A evolução do contacto com as pacientes depende igualmente do grau da sua patologia. Há um conjunto de doentes que se inscrevem na área da deficiência mental, podendo ser afectadas por um elevado défice cognitivo, o que exige maior esforço na comunicação. Uma parte significativa destes casos manifesta-se desde a nascença. Situação menos crítica é a das utentes que têm dificuldades ao nível da área psíquica, e com as quais é possível estabelecer uma interacção normal.

Da estranheza à familiaridade

Depois do primeiro contacto com a realidade da casa de saúde, são raros os casos em que os voluntários ficam logo à vontade, refere a responsável pela Pastoral Juvenil Vocacional das Hospitaleiras.

“Uma coisa é encontrarem um colega de escola ou um vizinho que tem algum problema na área da saúde mental; outra, é chegarem aqui e entrarem numa sala onde estão vinte ou trinta pessoas nessa situação. O choque de ver o número de doentes tem algum impacto para os jovens.”

O retraimento que por vezes se observa na aproximação às doentes, classificado como “normal” pela Irmã Noémia, é habitualmente desfeito pelas utentes, que são “as grandes especialistas na área das relações humanas”: “São elas que começam a quebrar as barreiras – agarram a mão, perguntam o nome, olham para os voluntários…”.

Se é verdade que alguns jovens ficam bastante inibidos na primeira visita, outros consideram que o serviço é mais fácil do que as suas expectativas. Ajudar uma doente a comer, por exemplo, pode ser um “bicho-de-sete-cabeças” para alguém que nunca esteve nessa situação. “Agora não vou ser capaz”, pensam alguns; mas quando regressam do serviço, concluem que o embaraço inicial é ultrapassado sem problemas de maior.

Por isso, afirma a Irmã Noémia, as maiores dificuldades esbatem-se normalmente no final do segundo dia.

Uma lição para a vida

O primeiro resultado da interacção com os pacientes é a eliminação dos preconceitos: “Os voluntários esbatem o estigma em relação à pessoa com a doença mental. Os jovens saem daqui com uma visão completamente diferente. Passam a olhar quem tem uma doença mental como uma pessoa, e não como alguém estranho e de quem se tem medo”. Por isso, acrescenta a Irmã Noémia, “vão passar a acolher e a respeitar o doente que tem uma doença mental como uma pessoa que sabe amar e que precisa de ser amada”.

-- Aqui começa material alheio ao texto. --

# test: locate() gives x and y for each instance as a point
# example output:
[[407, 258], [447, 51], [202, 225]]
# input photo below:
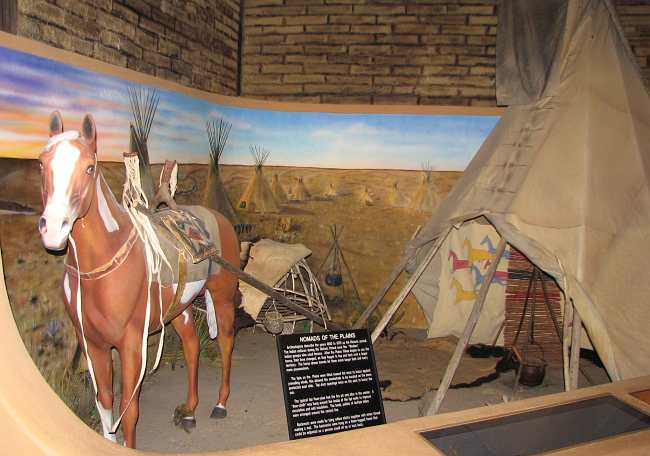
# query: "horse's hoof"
[[218, 412], [188, 424], [184, 418]]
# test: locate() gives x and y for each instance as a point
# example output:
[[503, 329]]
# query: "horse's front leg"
[[184, 326], [103, 367], [131, 361]]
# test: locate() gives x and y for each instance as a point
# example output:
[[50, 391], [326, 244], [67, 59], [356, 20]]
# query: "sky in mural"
[[32, 87]]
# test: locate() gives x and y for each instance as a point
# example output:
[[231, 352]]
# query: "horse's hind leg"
[[221, 290], [184, 326]]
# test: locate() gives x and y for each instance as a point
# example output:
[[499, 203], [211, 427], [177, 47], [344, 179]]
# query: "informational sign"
[[330, 382]]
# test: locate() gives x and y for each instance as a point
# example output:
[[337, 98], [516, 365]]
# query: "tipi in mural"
[[331, 192], [365, 197], [215, 196], [425, 199], [258, 196], [396, 198], [278, 191], [299, 191]]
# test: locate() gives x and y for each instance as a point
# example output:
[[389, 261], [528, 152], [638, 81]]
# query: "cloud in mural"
[[31, 87]]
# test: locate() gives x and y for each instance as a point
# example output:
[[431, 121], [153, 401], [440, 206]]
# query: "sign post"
[[329, 382]]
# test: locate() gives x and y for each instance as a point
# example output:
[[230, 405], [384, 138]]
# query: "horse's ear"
[[56, 123], [88, 129]]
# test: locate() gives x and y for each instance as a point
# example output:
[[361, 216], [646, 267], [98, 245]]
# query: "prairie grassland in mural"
[[357, 171]]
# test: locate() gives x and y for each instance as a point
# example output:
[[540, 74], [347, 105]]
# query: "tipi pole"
[[409, 286], [363, 319], [566, 337], [467, 332], [345, 263], [574, 365]]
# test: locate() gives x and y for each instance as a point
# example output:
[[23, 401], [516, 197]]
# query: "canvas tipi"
[[396, 198], [566, 180], [299, 191], [215, 195], [425, 198], [278, 191], [258, 196]]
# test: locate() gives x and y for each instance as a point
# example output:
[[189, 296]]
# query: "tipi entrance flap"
[[572, 190], [449, 286]]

Esta percepção é integrada na vida do voluntário, sendo geralmente transmitida aos seus familiares e amigos, que desta forma também adquirem uma nova compreensão dos indivíduos afectados por este género de patologias.

Em alguns casos, a aprendizagem do dom da hospitalidade conduz a mudanças na área de estudos, visando a integração numa actividade profissional que, até então, não estava nos planos dos jovens.

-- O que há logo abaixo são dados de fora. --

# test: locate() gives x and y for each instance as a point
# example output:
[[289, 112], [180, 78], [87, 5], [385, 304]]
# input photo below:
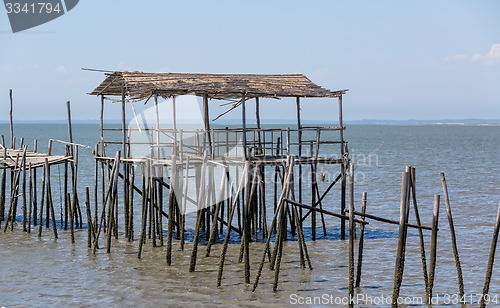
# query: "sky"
[[400, 60]]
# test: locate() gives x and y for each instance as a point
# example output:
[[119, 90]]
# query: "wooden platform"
[[10, 158]]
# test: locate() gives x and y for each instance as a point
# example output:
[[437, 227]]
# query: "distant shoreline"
[[458, 122]]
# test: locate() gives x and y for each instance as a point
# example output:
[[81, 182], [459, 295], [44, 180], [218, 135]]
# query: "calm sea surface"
[[46, 272]]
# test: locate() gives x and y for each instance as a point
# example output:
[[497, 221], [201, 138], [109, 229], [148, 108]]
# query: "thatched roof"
[[141, 85]]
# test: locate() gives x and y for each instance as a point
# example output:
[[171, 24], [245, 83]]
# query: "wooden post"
[[352, 231], [101, 128], [342, 170], [432, 261], [70, 131], [206, 120], [398, 271], [491, 259], [420, 232], [11, 122], [453, 237], [257, 118], [200, 207], [174, 119], [124, 127], [244, 125], [361, 242], [157, 126], [299, 132]]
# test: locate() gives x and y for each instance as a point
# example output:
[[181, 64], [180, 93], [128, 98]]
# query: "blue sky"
[[399, 59]]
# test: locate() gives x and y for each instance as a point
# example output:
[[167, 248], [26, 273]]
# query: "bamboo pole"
[[89, 218], [231, 214], [453, 237], [12, 142], [343, 168], [30, 189], [398, 272], [173, 183], [50, 204], [200, 205], [35, 191], [111, 219], [184, 200], [432, 261], [211, 239], [145, 191], [40, 225], [131, 204], [3, 185], [25, 209], [361, 242], [279, 209], [420, 232], [352, 231], [104, 202], [491, 260]]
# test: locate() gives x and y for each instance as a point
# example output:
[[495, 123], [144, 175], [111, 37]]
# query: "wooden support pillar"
[[101, 128], [206, 120], [11, 122], [157, 126], [299, 129], [174, 120], [343, 168], [244, 124], [124, 127], [257, 117]]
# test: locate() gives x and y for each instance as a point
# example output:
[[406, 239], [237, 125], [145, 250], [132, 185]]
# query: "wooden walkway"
[[12, 158]]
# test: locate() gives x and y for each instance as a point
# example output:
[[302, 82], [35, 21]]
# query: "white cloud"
[[492, 57], [61, 69], [455, 58]]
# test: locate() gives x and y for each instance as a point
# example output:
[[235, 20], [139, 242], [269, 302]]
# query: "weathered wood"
[[361, 242], [326, 211], [352, 231], [491, 259], [343, 169], [200, 205], [453, 237], [400, 255], [433, 255], [390, 221], [12, 142], [420, 233]]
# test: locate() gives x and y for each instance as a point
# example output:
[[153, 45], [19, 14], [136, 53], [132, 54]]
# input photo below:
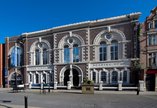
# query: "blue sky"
[[20, 16]]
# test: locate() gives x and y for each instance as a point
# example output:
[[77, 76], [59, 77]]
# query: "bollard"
[[26, 102]]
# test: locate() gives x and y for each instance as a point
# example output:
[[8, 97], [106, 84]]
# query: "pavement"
[[66, 92], [79, 91]]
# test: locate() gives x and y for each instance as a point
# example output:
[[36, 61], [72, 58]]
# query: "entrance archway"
[[75, 77], [15, 78], [66, 76]]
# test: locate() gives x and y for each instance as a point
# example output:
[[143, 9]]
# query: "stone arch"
[[62, 41], [19, 78], [98, 37], [41, 41], [63, 70], [36, 45]]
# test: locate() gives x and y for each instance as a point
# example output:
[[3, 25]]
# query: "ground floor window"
[[40, 77]]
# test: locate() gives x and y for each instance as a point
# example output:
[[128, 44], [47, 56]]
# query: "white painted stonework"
[[111, 64], [39, 68]]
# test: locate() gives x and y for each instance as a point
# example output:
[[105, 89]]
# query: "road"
[[78, 100]]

A disponibilidade para partir durante um ano, às vezes mais, em direcção a países onde os Hospitaleiros têm comunidades – por exemplo, Moçambique e Timor-Leste – é outro dos frutos do voluntariado.

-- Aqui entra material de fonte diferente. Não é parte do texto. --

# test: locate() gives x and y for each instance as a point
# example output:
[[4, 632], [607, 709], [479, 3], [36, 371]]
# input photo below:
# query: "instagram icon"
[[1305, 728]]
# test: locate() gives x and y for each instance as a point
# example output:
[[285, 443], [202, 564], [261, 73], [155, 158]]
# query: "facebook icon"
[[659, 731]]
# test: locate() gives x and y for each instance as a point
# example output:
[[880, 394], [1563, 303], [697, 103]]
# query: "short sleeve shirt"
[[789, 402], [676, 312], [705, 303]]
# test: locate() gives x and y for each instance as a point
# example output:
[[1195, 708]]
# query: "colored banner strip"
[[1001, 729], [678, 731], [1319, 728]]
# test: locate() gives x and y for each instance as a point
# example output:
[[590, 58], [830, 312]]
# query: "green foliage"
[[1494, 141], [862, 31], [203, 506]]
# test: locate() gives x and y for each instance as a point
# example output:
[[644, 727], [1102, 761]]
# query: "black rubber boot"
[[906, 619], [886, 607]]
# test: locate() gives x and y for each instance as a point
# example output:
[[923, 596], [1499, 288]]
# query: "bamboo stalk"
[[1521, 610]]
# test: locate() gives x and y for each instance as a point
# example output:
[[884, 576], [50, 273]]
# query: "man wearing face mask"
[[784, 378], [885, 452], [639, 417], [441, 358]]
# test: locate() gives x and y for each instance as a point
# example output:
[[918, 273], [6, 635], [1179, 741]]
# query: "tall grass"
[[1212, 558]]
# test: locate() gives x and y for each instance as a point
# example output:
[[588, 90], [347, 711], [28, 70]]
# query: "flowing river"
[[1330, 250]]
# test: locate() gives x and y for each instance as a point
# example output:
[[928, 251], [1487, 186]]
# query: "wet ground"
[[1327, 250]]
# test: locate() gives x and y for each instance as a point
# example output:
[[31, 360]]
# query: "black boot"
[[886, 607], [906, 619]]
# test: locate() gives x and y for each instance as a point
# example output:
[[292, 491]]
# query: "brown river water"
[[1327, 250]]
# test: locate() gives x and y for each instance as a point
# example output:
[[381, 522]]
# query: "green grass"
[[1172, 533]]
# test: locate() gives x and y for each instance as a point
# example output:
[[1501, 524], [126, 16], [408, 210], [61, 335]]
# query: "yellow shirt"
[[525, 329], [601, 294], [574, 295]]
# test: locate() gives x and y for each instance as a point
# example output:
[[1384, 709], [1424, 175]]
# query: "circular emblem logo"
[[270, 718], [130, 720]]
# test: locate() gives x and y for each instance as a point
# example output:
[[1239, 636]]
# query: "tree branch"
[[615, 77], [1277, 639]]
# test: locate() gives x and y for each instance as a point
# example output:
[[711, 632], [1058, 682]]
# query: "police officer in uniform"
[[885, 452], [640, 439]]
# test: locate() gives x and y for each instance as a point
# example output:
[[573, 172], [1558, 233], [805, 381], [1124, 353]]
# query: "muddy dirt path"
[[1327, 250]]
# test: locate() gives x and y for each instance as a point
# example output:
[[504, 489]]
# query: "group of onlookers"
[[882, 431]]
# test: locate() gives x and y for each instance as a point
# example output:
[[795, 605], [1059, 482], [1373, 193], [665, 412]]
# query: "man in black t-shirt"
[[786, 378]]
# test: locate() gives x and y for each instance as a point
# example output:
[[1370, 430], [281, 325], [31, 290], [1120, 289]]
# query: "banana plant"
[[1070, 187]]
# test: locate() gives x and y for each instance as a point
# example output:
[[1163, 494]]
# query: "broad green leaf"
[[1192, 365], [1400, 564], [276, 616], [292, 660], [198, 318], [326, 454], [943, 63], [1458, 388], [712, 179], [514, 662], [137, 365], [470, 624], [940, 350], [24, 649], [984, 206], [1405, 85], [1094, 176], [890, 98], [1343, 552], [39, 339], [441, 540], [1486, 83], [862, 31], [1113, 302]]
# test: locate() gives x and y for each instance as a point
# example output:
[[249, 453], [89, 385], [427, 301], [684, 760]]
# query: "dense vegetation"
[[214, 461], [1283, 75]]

A experiência do serviço às doentes tem igualmente suscitado, em alguns jovens, o desejo de conhecer mais profundamente a vida dos Irmãos de S. João de Deus e das Irmãs Hospitaleiras do Sagrado Coração de Jesus – ramos masculino e feminino dos Hospitaleiros – com vista a uma eventual entrada nessas – ou noutras – congregações religiosas.

Custo não é impedimento

A inscrição na iniciativa «HospitaliDar sem parar» é gratuita, embora os participantes sejam convidados a contribuir financeiramente durante a estadia, de acordo com as suas possibilidades. Mas, ressalva a Irmã Noémia, pretende-se que o custo não seja um impedimento para a participação.

A Casa de Saúde Rainha Santa Isabel é um dos 12 Centros do Instituto das Irmãs Hospitaleiras do Sagrado Coração de Jesus. A instituição tem por finalidade essencial o tratamento, a recuperação e a reabilitação de doentes em saúde mental e psiquiatria.